> While Google is not admitting any fault as part of the settlement, the company did agree to several other terms in addition to paying $93m. Those conditions include being more transparent about its location tracking practices; notifying users before location information is used to build ad profiles to target specific people; and getting approval from Google’s internal privacy working group before making any material changes to privacy.
That last line is oddly reminiscent of the government delegating safety audits to the airplane manufacturers themselves.

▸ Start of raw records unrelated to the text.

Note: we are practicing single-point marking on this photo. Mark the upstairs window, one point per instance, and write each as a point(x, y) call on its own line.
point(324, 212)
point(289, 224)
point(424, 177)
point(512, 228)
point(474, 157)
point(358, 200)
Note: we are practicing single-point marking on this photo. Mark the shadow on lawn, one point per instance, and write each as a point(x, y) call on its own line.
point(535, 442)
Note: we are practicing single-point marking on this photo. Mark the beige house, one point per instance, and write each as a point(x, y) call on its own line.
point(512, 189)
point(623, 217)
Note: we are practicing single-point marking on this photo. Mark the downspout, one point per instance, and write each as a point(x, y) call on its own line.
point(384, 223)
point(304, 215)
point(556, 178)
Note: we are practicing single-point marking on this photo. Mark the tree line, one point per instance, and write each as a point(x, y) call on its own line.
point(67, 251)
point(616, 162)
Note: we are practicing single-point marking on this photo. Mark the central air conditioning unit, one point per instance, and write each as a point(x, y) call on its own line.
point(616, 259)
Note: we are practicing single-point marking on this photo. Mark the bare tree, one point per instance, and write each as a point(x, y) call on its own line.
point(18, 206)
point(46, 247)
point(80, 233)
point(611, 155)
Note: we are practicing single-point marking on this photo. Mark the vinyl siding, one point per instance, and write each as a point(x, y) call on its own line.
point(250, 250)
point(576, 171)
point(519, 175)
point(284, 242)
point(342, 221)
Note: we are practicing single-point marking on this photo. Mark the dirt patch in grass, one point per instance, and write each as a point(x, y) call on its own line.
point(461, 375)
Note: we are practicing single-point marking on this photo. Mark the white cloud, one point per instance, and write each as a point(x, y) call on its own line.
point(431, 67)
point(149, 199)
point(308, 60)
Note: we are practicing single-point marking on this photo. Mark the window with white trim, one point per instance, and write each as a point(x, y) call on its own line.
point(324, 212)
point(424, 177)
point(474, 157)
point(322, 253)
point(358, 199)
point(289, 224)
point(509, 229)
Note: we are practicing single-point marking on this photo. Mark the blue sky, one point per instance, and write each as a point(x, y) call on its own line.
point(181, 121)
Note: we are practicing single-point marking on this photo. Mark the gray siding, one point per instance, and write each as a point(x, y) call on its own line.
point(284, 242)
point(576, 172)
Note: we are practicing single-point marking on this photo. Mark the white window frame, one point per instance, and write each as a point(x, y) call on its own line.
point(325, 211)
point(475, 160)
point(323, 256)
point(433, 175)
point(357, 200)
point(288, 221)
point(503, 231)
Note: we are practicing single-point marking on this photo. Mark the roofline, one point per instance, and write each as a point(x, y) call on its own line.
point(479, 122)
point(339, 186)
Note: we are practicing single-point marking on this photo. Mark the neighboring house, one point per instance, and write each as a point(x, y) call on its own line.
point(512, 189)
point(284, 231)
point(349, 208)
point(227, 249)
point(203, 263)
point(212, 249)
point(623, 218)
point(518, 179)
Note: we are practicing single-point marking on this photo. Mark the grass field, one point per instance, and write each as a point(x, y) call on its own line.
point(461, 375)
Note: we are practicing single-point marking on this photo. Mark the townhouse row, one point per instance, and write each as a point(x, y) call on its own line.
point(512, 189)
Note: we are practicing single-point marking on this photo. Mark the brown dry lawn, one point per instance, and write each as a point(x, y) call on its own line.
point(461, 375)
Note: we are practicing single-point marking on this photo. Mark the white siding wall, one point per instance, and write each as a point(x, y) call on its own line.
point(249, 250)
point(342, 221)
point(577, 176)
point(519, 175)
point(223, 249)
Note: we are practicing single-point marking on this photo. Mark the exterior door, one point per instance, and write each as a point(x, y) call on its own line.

> is used to build ad profiles to target specific people
I was wondering how they'd comply for logged out users. I'll bet the phrase "specific people" explicitly excludes pseudonymous profiles (which are trivial to de-anonymize) and explicitly allows them to use clustering algorithms with arbitrarily fine granularity. ("This isn't a profile for a specific user. It's a cluster that could contain an arbitrary number users. It currently only contains one, but that's bound to happen, given the number of clusters...")
Yeah, but it makes me wonder if an internal privacy working group already existed, and they weren't approving changes in privacy rules, what were they actually doing?
It's not as if privacy teams are reviewing each code change at Google. The teams making changes are generally responsible for knowing if and when to seek out approval/advice.
That last line is oddly reminiscent of the government delegating safety audits to the airplane manufacturers themselves.